I had no connection to any Latino civil rights leaders or organizations to guide me through any of these ordeals and answers the questions I had about race. My parents and sisters had the same experiences as I, even worse, but they forged ahead, didn’t ask questions, worked hard and enjoyed life. They chalked it up to the notion that mean-spirited people exist everywhere. I tried to follow their example, but inherently, I knew that something was not right about the way we were treated and about the distorted notion that one race was superior over another. I sought answers, and I found them in an unlikely place for a Mexican child.

When I was in the fourth grade, I invited my closest friends Claudia and Verenisse to my parent’s home for a movie night. The movie my 9-year old heart was dying for them to see was called Glory, and it told an epic story: that of the bravery, gallantry, and struggle of the 54th Massachusetts, the first African-American regiment to fight for the Union in the Civil War. An odd selection of a movie for a child to love, Glory was more than a favorite movie. The film played a special part in my childhood quest to find answers to my questions about race, as naive as they may have been at the time.

I found solace and a new sense of pride in the stories of the African-American community’s civil rights struggles that I came across in my history books, in movies, in books and in television. I loved reading about Martin Luther King Jr., Harriet Tubman, and Malcolm X among many other women and men who had overcome dire struggles so that they would not be judged by the color of their skin. The Civil Rights Movement became an inspiration for my sense of self and identity as a member of a minority community in this country. With every biography that I read, every book report I wrote about one of the African-American community’s leaders, I found a sense of belonging. Something that told me that it was okay to fight to be treated with respect and equality.

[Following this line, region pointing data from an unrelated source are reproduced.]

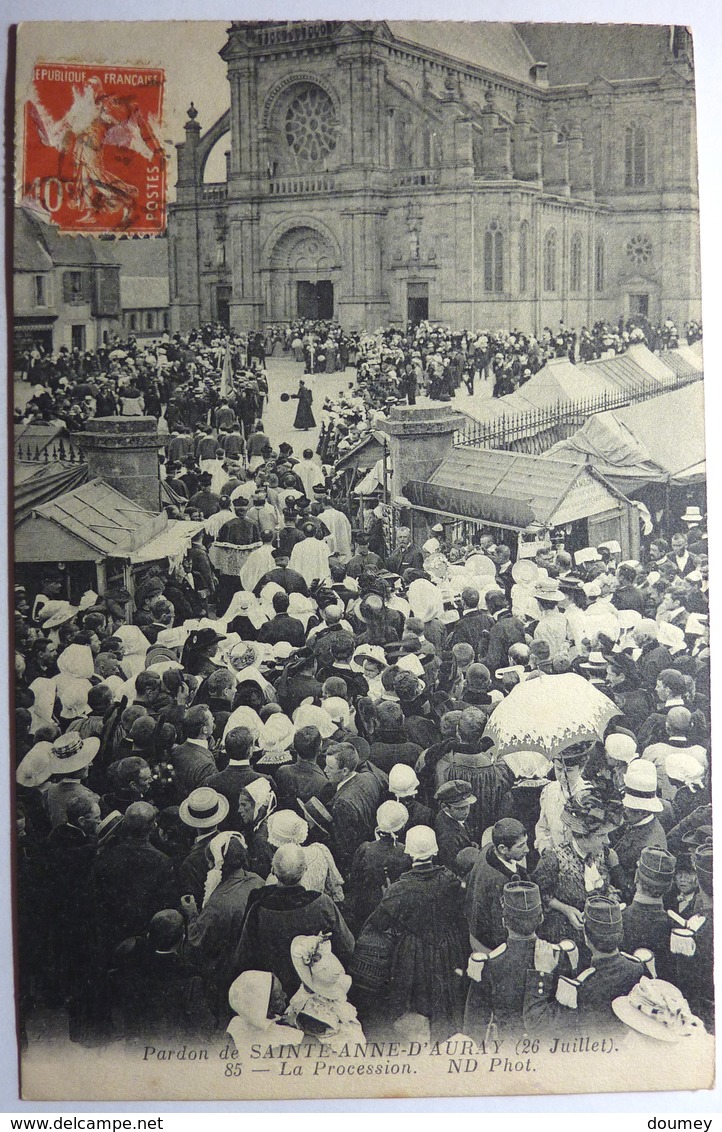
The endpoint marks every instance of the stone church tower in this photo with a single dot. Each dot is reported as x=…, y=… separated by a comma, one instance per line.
x=475, y=174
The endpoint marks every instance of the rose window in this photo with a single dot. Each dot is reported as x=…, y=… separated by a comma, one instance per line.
x=639, y=249
x=310, y=125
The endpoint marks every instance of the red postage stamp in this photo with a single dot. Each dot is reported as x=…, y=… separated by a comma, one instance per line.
x=93, y=160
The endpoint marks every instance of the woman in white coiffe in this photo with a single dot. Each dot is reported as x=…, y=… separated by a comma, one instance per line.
x=310, y=557
x=320, y=874
x=258, y=1002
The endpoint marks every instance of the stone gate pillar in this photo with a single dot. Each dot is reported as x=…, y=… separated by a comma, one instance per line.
x=420, y=438
x=123, y=451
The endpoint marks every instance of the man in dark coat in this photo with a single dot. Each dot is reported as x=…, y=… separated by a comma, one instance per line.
x=192, y=762
x=589, y=997
x=160, y=993
x=205, y=500
x=237, y=775
x=390, y=743
x=302, y=779
x=134, y=880
x=642, y=825
x=378, y=863
x=499, y=863
x=203, y=811
x=505, y=632
x=202, y=567
x=276, y=914
x=450, y=825
x=405, y=556
x=240, y=531
x=358, y=795
x=497, y=988
x=74, y=954
x=282, y=627
x=490, y=781
x=627, y=595
x=423, y=911
x=474, y=624
x=289, y=534
x=645, y=919
x=289, y=580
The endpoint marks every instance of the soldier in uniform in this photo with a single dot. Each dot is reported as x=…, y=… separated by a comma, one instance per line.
x=455, y=799
x=495, y=1002
x=557, y=1004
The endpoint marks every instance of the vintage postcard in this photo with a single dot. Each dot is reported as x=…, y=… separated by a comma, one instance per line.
x=361, y=579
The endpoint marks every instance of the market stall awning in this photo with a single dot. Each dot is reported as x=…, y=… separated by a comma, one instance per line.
x=364, y=454
x=684, y=362
x=89, y=523
x=172, y=542
x=37, y=483
x=646, y=443
x=622, y=374
x=512, y=489
x=670, y=428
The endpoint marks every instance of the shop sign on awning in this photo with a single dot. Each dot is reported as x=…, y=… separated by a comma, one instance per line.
x=458, y=502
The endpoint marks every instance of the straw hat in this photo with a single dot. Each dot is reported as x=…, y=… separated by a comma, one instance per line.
x=204, y=808
x=318, y=968
x=70, y=752
x=658, y=1010
x=641, y=787
x=37, y=765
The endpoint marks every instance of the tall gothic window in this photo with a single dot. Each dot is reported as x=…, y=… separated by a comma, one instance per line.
x=635, y=156
x=550, y=260
x=523, y=257
x=493, y=258
x=575, y=264
x=600, y=266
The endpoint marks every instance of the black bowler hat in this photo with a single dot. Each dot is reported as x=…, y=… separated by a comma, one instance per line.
x=454, y=791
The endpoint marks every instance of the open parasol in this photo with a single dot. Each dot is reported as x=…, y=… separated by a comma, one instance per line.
x=549, y=713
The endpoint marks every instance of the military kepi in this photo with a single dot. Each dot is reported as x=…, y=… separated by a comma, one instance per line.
x=521, y=897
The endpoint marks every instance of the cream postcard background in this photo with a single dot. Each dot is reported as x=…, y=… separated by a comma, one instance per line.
x=164, y=49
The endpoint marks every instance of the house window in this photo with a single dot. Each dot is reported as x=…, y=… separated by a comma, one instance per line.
x=550, y=260
x=575, y=264
x=599, y=266
x=493, y=258
x=41, y=291
x=635, y=156
x=523, y=256
x=74, y=285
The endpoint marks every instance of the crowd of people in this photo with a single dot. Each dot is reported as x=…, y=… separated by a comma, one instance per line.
x=177, y=379
x=274, y=799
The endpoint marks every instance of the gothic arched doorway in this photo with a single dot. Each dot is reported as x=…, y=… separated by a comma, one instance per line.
x=303, y=276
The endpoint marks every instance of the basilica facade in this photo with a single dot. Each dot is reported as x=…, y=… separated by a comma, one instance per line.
x=474, y=174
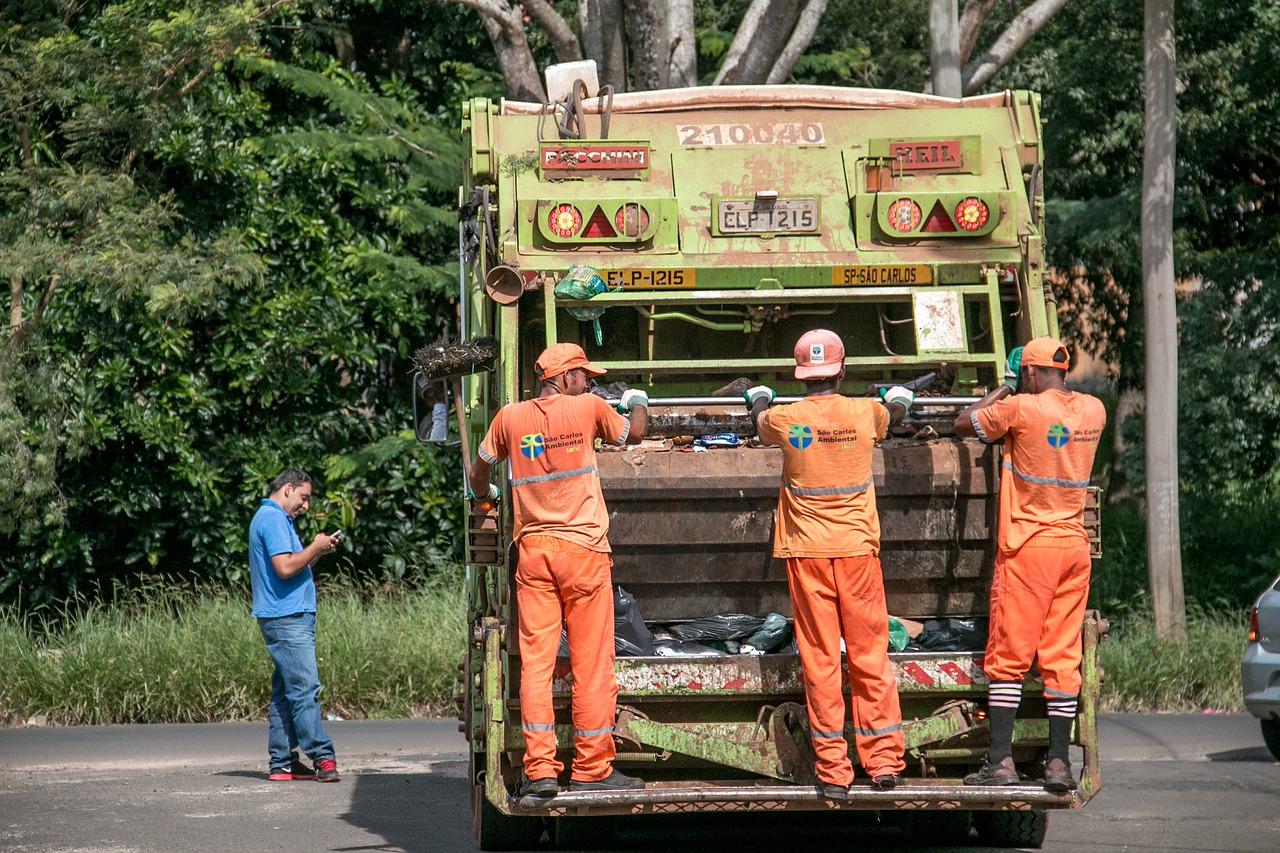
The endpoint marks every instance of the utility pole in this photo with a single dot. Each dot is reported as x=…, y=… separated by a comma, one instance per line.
x=1160, y=319
x=945, y=48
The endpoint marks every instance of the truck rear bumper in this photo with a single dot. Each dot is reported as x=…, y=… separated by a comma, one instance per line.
x=667, y=798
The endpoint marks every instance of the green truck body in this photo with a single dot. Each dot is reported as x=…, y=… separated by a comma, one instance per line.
x=725, y=223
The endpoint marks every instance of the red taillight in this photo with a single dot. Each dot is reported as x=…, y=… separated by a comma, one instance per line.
x=565, y=220
x=904, y=215
x=631, y=219
x=972, y=214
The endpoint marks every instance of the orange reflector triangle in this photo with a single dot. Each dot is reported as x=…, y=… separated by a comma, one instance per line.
x=937, y=220
x=599, y=226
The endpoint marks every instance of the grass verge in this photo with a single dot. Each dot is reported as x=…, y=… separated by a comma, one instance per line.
x=199, y=657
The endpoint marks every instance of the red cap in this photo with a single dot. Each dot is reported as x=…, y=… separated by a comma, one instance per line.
x=819, y=354
x=1045, y=352
x=560, y=357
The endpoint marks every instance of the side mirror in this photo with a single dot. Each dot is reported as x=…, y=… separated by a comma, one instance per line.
x=430, y=410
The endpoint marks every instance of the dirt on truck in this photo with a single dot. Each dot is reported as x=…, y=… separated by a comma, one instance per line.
x=686, y=238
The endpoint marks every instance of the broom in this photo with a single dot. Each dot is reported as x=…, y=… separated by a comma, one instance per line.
x=451, y=360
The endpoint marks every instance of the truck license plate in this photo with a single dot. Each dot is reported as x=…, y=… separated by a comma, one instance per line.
x=755, y=217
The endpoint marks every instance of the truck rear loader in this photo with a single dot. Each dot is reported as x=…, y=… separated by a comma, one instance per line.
x=714, y=226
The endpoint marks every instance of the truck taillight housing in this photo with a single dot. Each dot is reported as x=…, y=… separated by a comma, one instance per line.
x=972, y=214
x=904, y=214
x=631, y=220
x=565, y=220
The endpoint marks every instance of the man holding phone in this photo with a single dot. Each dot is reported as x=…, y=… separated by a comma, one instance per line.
x=284, y=603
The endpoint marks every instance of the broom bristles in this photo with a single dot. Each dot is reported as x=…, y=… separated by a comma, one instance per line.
x=448, y=357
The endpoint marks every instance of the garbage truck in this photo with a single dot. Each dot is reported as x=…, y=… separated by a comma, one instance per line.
x=718, y=224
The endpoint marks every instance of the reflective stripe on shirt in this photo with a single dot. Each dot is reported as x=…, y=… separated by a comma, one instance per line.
x=553, y=475
x=833, y=489
x=1045, y=480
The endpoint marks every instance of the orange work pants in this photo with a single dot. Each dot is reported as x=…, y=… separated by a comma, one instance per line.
x=1037, y=607
x=562, y=582
x=845, y=597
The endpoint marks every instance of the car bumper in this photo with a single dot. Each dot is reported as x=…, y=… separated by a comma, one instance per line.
x=1260, y=680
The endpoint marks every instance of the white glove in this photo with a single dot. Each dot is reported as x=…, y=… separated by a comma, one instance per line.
x=758, y=392
x=632, y=397
x=899, y=395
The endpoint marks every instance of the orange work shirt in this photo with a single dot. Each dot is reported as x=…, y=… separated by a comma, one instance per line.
x=549, y=443
x=1050, y=442
x=827, y=501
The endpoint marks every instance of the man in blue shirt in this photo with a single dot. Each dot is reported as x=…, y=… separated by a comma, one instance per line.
x=284, y=603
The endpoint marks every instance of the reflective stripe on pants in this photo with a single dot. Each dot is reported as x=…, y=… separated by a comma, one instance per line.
x=558, y=580
x=833, y=597
x=1037, y=607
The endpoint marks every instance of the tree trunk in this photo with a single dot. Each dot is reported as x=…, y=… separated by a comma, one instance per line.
x=515, y=59
x=944, y=49
x=647, y=37
x=799, y=42
x=1028, y=22
x=681, y=54
x=970, y=24
x=563, y=41
x=604, y=40
x=1160, y=320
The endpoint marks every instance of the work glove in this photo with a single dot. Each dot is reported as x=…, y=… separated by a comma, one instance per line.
x=632, y=397
x=1013, y=366
x=758, y=392
x=899, y=395
x=492, y=495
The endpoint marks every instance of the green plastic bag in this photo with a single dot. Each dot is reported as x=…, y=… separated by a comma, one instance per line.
x=897, y=638
x=581, y=282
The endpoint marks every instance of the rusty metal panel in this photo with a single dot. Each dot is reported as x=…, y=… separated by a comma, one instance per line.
x=691, y=532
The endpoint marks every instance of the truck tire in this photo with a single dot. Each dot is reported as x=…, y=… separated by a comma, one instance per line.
x=1271, y=735
x=494, y=830
x=1011, y=829
x=935, y=828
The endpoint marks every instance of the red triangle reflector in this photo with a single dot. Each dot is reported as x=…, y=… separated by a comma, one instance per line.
x=599, y=226
x=937, y=220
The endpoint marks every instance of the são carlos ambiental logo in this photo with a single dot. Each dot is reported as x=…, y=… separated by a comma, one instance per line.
x=799, y=436
x=531, y=445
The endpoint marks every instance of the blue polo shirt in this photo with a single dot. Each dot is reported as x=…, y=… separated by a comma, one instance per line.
x=272, y=533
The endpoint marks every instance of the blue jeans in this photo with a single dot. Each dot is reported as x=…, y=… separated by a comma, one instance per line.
x=293, y=719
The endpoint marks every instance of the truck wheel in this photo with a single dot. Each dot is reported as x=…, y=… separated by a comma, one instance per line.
x=497, y=831
x=1011, y=829
x=935, y=828
x=1271, y=735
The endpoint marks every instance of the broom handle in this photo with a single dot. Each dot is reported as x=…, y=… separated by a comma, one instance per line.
x=464, y=441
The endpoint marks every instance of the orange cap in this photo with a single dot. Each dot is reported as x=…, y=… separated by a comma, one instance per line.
x=819, y=354
x=1046, y=352
x=560, y=357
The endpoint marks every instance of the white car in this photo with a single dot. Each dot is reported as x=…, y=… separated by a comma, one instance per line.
x=1260, y=670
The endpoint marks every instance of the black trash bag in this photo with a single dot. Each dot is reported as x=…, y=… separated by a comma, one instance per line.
x=667, y=646
x=769, y=635
x=631, y=637
x=721, y=626
x=951, y=635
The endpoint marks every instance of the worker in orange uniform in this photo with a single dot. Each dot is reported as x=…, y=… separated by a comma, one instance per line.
x=1042, y=561
x=562, y=575
x=828, y=532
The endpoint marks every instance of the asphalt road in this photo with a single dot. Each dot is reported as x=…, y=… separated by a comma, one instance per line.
x=1170, y=783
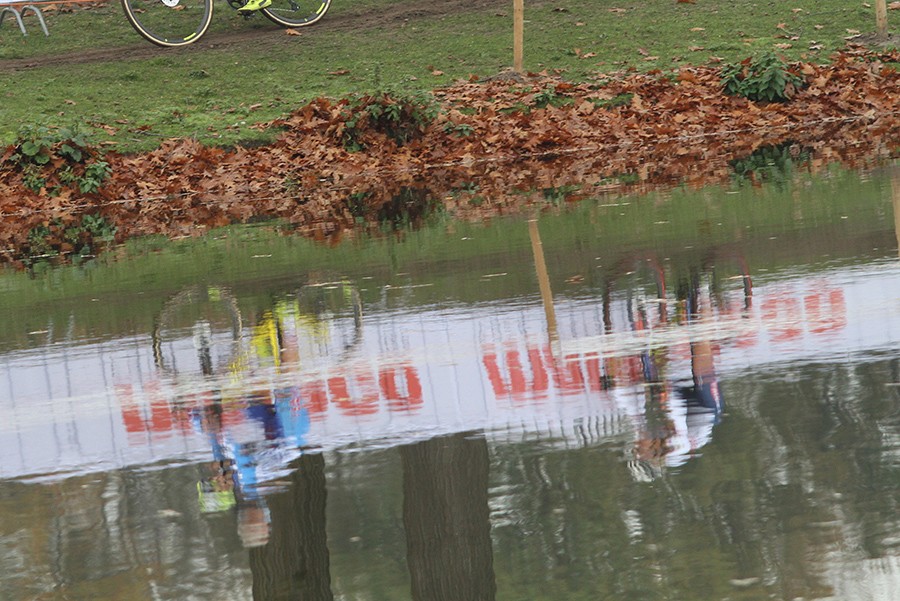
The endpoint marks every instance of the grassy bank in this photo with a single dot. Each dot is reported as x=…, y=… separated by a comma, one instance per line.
x=216, y=90
x=780, y=227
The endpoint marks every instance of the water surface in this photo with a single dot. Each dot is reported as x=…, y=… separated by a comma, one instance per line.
x=691, y=395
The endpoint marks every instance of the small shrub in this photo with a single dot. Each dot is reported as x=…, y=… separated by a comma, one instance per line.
x=51, y=158
x=70, y=236
x=402, y=118
x=765, y=78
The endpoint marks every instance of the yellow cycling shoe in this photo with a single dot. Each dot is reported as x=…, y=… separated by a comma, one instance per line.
x=253, y=5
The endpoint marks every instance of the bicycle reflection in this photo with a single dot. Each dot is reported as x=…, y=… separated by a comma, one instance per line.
x=256, y=429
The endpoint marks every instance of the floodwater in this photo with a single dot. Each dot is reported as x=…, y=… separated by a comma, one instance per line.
x=692, y=395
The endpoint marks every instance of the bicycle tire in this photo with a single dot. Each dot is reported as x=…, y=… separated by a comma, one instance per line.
x=169, y=23
x=296, y=13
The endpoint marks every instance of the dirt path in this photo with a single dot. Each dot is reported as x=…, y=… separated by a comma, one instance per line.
x=359, y=20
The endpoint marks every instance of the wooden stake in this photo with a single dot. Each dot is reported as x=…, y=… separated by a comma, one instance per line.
x=881, y=19
x=895, y=194
x=540, y=268
x=518, y=33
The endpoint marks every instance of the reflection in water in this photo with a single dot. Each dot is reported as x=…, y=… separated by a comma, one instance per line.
x=294, y=563
x=446, y=519
x=289, y=445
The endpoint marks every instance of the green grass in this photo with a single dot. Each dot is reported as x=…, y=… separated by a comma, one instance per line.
x=216, y=93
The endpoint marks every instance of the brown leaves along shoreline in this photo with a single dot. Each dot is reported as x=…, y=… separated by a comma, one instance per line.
x=503, y=141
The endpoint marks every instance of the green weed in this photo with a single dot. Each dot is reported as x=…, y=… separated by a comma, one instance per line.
x=764, y=78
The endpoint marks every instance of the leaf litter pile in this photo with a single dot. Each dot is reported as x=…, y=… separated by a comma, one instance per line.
x=480, y=149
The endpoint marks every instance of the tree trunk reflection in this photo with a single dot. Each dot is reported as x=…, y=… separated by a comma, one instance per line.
x=447, y=520
x=295, y=564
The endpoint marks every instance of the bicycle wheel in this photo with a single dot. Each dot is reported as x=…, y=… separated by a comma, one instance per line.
x=296, y=13
x=169, y=23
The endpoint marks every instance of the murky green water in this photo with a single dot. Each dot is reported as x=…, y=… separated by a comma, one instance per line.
x=686, y=396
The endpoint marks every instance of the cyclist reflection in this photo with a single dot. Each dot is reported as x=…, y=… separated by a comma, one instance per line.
x=677, y=420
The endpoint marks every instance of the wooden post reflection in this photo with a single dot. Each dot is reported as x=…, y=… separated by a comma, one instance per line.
x=895, y=193
x=447, y=519
x=294, y=564
x=540, y=267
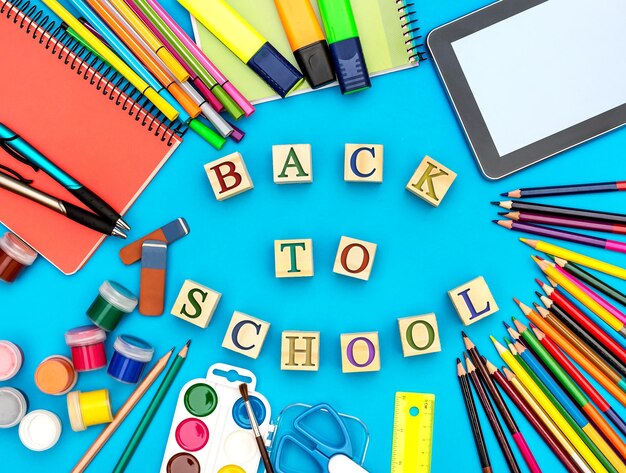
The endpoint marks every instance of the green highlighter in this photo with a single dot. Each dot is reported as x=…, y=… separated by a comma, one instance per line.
x=345, y=45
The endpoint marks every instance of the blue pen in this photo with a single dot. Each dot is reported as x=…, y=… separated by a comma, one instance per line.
x=127, y=56
x=21, y=150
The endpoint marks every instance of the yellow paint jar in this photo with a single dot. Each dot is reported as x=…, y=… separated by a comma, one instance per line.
x=89, y=408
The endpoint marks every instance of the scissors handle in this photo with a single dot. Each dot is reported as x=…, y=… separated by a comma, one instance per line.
x=343, y=464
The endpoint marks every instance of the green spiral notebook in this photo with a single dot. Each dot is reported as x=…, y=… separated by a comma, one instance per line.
x=388, y=30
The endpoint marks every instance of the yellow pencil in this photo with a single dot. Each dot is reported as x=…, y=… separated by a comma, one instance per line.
x=576, y=292
x=110, y=57
x=574, y=257
x=549, y=408
x=151, y=40
x=545, y=419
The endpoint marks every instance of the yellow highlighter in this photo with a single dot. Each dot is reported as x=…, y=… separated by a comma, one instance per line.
x=246, y=43
x=110, y=57
x=151, y=40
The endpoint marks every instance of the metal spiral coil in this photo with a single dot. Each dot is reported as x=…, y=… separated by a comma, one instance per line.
x=90, y=67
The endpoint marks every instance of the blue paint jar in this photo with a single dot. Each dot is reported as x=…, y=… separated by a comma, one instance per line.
x=129, y=359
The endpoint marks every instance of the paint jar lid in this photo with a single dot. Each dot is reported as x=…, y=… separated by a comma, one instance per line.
x=11, y=360
x=40, y=430
x=118, y=296
x=13, y=407
x=133, y=348
x=84, y=336
x=17, y=249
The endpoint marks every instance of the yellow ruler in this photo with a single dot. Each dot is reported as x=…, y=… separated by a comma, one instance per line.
x=413, y=420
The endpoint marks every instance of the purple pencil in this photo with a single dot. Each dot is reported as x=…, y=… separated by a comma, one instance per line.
x=563, y=235
x=565, y=222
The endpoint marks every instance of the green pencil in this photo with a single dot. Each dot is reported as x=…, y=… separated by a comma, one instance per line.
x=144, y=423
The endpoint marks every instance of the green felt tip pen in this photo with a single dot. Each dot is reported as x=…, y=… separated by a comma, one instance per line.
x=345, y=46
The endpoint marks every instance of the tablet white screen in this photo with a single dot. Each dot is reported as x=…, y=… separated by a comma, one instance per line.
x=546, y=69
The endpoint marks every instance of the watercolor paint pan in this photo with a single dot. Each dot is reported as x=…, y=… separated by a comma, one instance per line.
x=211, y=431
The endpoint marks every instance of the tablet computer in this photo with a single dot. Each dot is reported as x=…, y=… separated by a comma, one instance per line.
x=530, y=79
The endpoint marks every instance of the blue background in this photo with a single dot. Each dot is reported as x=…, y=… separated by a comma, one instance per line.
x=422, y=253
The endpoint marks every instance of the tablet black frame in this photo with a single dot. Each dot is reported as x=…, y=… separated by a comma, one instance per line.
x=491, y=163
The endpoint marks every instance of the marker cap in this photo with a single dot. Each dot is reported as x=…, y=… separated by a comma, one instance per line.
x=350, y=65
x=314, y=61
x=274, y=69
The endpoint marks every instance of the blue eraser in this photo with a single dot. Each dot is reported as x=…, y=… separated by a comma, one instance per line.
x=274, y=69
x=153, y=254
x=350, y=65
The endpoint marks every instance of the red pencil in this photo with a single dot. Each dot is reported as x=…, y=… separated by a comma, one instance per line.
x=541, y=429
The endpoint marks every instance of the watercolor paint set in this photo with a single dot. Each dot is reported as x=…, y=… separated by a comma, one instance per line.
x=211, y=431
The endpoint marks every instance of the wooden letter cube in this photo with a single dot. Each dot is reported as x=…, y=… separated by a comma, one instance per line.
x=363, y=163
x=473, y=301
x=245, y=334
x=293, y=258
x=292, y=164
x=355, y=258
x=195, y=303
x=228, y=176
x=419, y=335
x=360, y=352
x=300, y=351
x=431, y=181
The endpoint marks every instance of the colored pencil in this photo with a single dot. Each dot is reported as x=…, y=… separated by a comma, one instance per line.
x=576, y=355
x=596, y=443
x=550, y=270
x=591, y=280
x=574, y=391
x=152, y=409
x=543, y=219
x=121, y=414
x=579, y=379
x=564, y=235
x=557, y=211
x=564, y=456
x=582, y=347
x=544, y=402
x=472, y=414
x=619, y=315
x=545, y=419
x=581, y=259
x=517, y=435
x=546, y=191
x=491, y=416
x=601, y=350
x=562, y=306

As I ventured into high school and college, I learned about César Chávez, Dolores Huerta, the Chicano movement, and I delved deeper into the history of Mexicans in the United States, which allowed me to gain a deeper connection and sense of belonging in this nation. However, I never let go of the inner connection I developed with the African-American experience through literature and history. I identified myself with the writings of Alice Walker, Ralph Ellison and Maya Angelou as much as I did with Sandra Cisneros’ and Oscar Zeta Acosta’s. To this day, I honor the African-American community’s strength and resilience because in addition to being a beacon of hope for equality, they lit the torch that helped the rest of the oppressed see that our own dignity and freedom is worth fighting for.

Our histories are not entirely the same, and each community will always have different challenges, but at the core, we are fighting for the same cause: equal rights and justice. In 1966, Dr. Martin Luther King Jr. sent a telegraph to César Chávez that read partially as follows:

“As brothers in the fight for equality, I extend the hand of fellowship and good will and wish continuing success to you and your members…You and your valiant fellow workers have demonstrated your commitment to righting grievous wrongs forced upon exploited people. We are together with you in spirit and in determination that our dreams for a better tomorrow will be realized.”

Dr. King’s telegraph remains engraved in both of our histories for posterity, a unifying force that reminds us that we are connected through our mutual struggles. In these trying times, we must look within ourselves — and to each other — to fight for a better world for our communities. Only by standing up to hate and fear together, Blacks and Latinos will be able to realize that “better tomorrow” that Dr. King, Chávez and countless civil rights leaders fought for.